As an aside, I think that low-humidity indoor air is a significant risk factor for spread of respiratory infections.   Enough so that I’m running humidifiers constantly this year, and sent one off to college with my daughter.  And so, in terms of causality, I’d argue that low indoor humidity has a role in triggering flu season every year in the temperate climate zones.  But what brings it crashing to an end, all across the U.S., still has to be attributed to “seasonality”.  Which is another way of saying, that’s just the way it works.  See Post #996 for explanation of graph.

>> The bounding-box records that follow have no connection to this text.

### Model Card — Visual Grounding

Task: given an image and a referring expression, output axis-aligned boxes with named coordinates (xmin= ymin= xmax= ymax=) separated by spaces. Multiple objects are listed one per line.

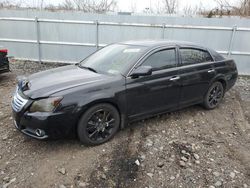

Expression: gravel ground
xmin=0 ymin=62 xmax=250 ymax=188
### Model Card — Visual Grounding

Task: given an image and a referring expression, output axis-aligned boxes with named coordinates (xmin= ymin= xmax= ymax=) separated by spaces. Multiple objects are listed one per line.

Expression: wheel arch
xmin=75 ymin=99 xmax=126 ymax=130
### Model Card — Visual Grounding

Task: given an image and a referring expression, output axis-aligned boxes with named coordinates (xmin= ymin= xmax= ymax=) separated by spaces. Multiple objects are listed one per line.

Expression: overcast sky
xmin=0 ymin=0 xmax=239 ymax=13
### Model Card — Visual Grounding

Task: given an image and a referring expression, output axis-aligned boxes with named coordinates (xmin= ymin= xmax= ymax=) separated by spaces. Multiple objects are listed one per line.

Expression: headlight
xmin=29 ymin=97 xmax=63 ymax=112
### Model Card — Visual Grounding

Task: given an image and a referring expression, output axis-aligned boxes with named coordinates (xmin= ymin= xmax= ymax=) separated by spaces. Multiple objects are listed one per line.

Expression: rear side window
xmin=143 ymin=48 xmax=176 ymax=70
xmin=180 ymin=48 xmax=213 ymax=65
xmin=209 ymin=49 xmax=225 ymax=61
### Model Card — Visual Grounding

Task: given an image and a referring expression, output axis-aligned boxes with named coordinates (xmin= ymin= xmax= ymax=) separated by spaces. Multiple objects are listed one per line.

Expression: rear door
xmin=126 ymin=47 xmax=180 ymax=118
xmin=179 ymin=47 xmax=215 ymax=107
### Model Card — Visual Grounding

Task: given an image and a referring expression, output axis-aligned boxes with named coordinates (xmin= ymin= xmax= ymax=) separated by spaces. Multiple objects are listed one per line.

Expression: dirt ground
xmin=0 ymin=62 xmax=250 ymax=188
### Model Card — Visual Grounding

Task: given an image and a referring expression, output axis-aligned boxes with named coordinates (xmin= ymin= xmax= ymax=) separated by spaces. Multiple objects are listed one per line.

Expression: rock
xmin=146 ymin=139 xmax=153 ymax=147
xmin=180 ymin=161 xmax=186 ymax=167
xmin=101 ymin=174 xmax=107 ymax=180
xmin=58 ymin=168 xmax=66 ymax=175
xmin=229 ymin=172 xmax=235 ymax=179
xmin=135 ymin=159 xmax=140 ymax=166
xmin=207 ymin=168 xmax=212 ymax=172
xmin=213 ymin=172 xmax=220 ymax=177
xmin=2 ymin=178 xmax=16 ymax=188
xmin=147 ymin=173 xmax=154 ymax=178
xmin=79 ymin=182 xmax=89 ymax=188
xmin=157 ymin=161 xmax=164 ymax=168
xmin=170 ymin=176 xmax=175 ymax=180
xmin=59 ymin=184 xmax=67 ymax=188
xmin=3 ymin=176 xmax=10 ymax=183
xmin=194 ymin=153 xmax=200 ymax=160
xmin=214 ymin=181 xmax=222 ymax=187
xmin=141 ymin=155 xmax=146 ymax=161
xmin=188 ymin=119 xmax=194 ymax=124
xmin=181 ymin=156 xmax=188 ymax=162
xmin=195 ymin=160 xmax=201 ymax=164
xmin=181 ymin=150 xmax=187 ymax=154
xmin=2 ymin=135 xmax=8 ymax=140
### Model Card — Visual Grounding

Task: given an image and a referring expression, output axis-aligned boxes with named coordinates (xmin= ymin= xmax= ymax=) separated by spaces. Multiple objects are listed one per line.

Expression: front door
xmin=126 ymin=48 xmax=180 ymax=118
xmin=179 ymin=48 xmax=215 ymax=106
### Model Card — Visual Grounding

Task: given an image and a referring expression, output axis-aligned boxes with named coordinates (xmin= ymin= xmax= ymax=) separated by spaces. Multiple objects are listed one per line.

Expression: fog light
xmin=35 ymin=129 xmax=45 ymax=137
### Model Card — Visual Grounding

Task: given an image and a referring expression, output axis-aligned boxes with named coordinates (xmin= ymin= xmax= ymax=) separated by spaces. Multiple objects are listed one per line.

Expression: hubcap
xmin=208 ymin=85 xmax=223 ymax=107
xmin=86 ymin=109 xmax=115 ymax=141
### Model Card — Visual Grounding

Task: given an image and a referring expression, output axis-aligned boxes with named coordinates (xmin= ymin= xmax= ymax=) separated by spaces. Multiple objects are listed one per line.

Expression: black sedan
xmin=12 ymin=41 xmax=238 ymax=145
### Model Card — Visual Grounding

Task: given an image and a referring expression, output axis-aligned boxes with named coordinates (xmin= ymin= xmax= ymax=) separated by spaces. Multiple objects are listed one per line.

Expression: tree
xmin=154 ymin=0 xmax=178 ymax=14
xmin=164 ymin=0 xmax=178 ymax=14
xmin=64 ymin=0 xmax=117 ymax=13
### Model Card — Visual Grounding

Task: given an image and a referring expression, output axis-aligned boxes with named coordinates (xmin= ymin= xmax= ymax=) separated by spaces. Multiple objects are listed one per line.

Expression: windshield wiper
xmin=79 ymin=65 xmax=97 ymax=73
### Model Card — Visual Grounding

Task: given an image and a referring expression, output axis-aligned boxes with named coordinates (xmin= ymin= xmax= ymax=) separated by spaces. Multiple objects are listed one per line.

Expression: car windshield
xmin=79 ymin=44 xmax=145 ymax=75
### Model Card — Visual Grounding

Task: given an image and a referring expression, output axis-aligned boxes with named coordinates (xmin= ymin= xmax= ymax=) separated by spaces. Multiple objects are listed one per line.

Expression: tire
xmin=77 ymin=103 xmax=120 ymax=146
xmin=203 ymin=82 xmax=224 ymax=110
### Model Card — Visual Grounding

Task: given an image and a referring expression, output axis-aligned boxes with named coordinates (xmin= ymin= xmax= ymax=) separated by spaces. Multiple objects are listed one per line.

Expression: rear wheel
xmin=77 ymin=103 xmax=120 ymax=145
xmin=204 ymin=82 xmax=224 ymax=109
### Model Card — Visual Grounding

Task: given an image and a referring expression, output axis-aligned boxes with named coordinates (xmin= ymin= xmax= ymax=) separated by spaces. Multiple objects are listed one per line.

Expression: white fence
xmin=0 ymin=10 xmax=250 ymax=75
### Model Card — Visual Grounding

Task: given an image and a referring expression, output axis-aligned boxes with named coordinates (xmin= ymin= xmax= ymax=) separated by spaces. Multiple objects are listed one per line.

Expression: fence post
xmin=95 ymin=20 xmax=99 ymax=50
xmin=162 ymin=23 xmax=165 ymax=39
xmin=228 ymin=25 xmax=237 ymax=57
xmin=35 ymin=16 xmax=42 ymax=63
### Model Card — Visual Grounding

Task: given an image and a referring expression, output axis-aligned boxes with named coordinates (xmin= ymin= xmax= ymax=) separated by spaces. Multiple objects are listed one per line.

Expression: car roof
xmin=120 ymin=40 xmax=206 ymax=49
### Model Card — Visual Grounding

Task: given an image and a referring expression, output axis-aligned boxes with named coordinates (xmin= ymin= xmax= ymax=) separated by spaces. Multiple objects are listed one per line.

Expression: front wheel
xmin=204 ymin=82 xmax=224 ymax=110
xmin=77 ymin=103 xmax=120 ymax=145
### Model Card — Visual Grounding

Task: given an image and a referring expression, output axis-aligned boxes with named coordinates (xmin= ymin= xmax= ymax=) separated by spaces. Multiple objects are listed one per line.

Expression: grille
xmin=12 ymin=92 xmax=28 ymax=112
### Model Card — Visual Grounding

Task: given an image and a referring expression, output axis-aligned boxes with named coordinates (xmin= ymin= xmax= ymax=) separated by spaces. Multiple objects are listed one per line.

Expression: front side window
xmin=180 ymin=48 xmax=213 ymax=65
xmin=142 ymin=48 xmax=176 ymax=70
xmin=79 ymin=44 xmax=146 ymax=74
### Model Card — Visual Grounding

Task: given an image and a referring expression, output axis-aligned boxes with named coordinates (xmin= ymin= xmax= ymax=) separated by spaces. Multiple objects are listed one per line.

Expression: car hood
xmin=23 ymin=65 xmax=109 ymax=99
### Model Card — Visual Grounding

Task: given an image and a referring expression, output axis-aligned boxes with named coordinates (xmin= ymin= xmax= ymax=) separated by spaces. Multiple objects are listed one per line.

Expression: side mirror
xmin=130 ymin=66 xmax=152 ymax=78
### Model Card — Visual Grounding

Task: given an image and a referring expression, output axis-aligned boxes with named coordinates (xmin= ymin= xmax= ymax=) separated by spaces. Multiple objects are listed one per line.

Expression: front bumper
xmin=12 ymin=90 xmax=77 ymax=140
xmin=13 ymin=110 xmax=75 ymax=140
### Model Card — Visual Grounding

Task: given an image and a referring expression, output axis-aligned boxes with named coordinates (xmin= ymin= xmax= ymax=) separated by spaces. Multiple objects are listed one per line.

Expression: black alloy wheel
xmin=78 ymin=103 xmax=120 ymax=145
xmin=204 ymin=82 xmax=224 ymax=109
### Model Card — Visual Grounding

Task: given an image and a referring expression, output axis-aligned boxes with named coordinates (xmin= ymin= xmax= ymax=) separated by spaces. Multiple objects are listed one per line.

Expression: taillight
xmin=0 ymin=49 xmax=8 ymax=54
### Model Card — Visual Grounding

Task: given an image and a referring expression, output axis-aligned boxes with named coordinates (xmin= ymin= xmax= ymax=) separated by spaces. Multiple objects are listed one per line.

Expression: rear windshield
xmin=209 ymin=49 xmax=225 ymax=61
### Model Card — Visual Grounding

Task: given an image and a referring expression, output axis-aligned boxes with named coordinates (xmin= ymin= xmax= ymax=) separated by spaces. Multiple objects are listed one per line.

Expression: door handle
xmin=169 ymin=76 xmax=180 ymax=81
xmin=207 ymin=69 xmax=215 ymax=73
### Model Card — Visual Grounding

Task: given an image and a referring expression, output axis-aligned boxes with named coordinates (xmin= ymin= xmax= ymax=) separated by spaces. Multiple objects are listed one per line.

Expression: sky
xmin=0 ymin=0 xmax=239 ymax=13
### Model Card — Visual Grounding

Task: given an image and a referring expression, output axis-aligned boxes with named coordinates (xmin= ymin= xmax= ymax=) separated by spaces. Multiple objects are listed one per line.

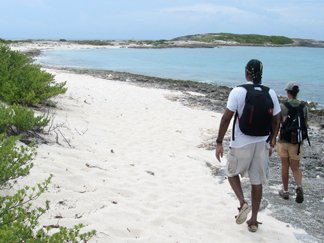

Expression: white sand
xmin=17 ymin=67 xmax=305 ymax=243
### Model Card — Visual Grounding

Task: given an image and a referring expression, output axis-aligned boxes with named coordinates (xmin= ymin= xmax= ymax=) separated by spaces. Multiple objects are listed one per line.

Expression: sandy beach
xmin=13 ymin=63 xmax=312 ymax=243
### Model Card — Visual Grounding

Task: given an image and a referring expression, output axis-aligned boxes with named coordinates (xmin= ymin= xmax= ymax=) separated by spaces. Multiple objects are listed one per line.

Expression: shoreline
xmin=48 ymin=68 xmax=324 ymax=242
xmin=48 ymin=67 xmax=324 ymax=129
xmin=5 ymin=41 xmax=324 ymax=242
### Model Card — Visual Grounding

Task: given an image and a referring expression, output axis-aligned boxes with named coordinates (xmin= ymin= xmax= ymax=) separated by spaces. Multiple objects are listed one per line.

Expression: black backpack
xmin=232 ymin=84 xmax=273 ymax=140
xmin=280 ymin=101 xmax=310 ymax=154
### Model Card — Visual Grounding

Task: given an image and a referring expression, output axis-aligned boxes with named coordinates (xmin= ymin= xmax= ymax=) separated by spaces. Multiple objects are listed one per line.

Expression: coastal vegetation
xmin=0 ymin=42 xmax=95 ymax=243
xmin=173 ymin=33 xmax=294 ymax=45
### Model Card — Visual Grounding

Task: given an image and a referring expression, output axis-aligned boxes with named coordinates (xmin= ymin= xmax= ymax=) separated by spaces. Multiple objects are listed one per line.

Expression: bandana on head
xmin=245 ymin=59 xmax=263 ymax=83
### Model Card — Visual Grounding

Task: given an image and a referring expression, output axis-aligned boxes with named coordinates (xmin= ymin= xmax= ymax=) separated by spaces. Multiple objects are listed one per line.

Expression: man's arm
xmin=270 ymin=113 xmax=280 ymax=148
xmin=216 ymin=108 xmax=234 ymax=162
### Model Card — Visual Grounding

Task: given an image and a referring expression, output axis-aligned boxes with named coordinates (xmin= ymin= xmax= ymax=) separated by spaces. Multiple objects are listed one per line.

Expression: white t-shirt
xmin=227 ymin=82 xmax=280 ymax=148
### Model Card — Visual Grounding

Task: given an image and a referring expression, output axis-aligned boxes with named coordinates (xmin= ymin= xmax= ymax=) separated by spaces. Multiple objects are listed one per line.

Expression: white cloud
xmin=162 ymin=4 xmax=246 ymax=15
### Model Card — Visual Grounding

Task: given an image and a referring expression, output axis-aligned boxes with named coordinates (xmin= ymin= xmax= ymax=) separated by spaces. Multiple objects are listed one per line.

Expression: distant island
xmin=0 ymin=33 xmax=324 ymax=48
xmin=66 ymin=33 xmax=324 ymax=48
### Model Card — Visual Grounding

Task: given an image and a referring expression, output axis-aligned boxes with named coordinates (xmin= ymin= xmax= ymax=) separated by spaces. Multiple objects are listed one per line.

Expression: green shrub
xmin=0 ymin=104 xmax=50 ymax=135
xmin=0 ymin=44 xmax=66 ymax=106
xmin=0 ymin=134 xmax=95 ymax=243
xmin=0 ymin=134 xmax=35 ymax=186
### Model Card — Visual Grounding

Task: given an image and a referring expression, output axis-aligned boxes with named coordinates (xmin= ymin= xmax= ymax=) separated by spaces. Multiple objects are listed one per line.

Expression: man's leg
xmin=290 ymin=159 xmax=302 ymax=186
xmin=228 ymin=175 xmax=245 ymax=207
xmin=249 ymin=184 xmax=262 ymax=224
xmin=281 ymin=157 xmax=289 ymax=191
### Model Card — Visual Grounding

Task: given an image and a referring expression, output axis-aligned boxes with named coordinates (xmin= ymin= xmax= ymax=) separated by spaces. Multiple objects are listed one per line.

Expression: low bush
xmin=0 ymin=104 xmax=50 ymax=135
xmin=0 ymin=134 xmax=95 ymax=243
xmin=0 ymin=44 xmax=66 ymax=106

Based on the writing, and the comments, I think it’s only a matter of time before this entire decline is attributed to the impact of vaccination.  As long as the media increasingly cite experts who are willing to keep saying that, that’s what the popular belief will become.

And so I continue my lonely watch for the great post-Super-Bowl explosion of 2021.  Which I’m betting will not happen.  Because, contrary to popular belief, there was no post-holiday bump in cases for any of the prior major U.S. holidays.  The only thing I’m convinced of is that the whole idea of the much-hyped post-Super-Bowl new case explosion will have been forgotten by the media before those (hypothetical) cases should begin arriving in the data by the end of this week.

It’s a tough job but … .  Well, no, it’s not a tough job.  It’s more like I’m retired and have nothing better to do.  But I’m still going to carry through with it.  Maybe this time — because this occurs against a backdrop of declining cases — maybe this time we’ll have somebody in the U.S. media notice that there was no post-holiday surge in cases.  I’m not holding my breath waiting for it.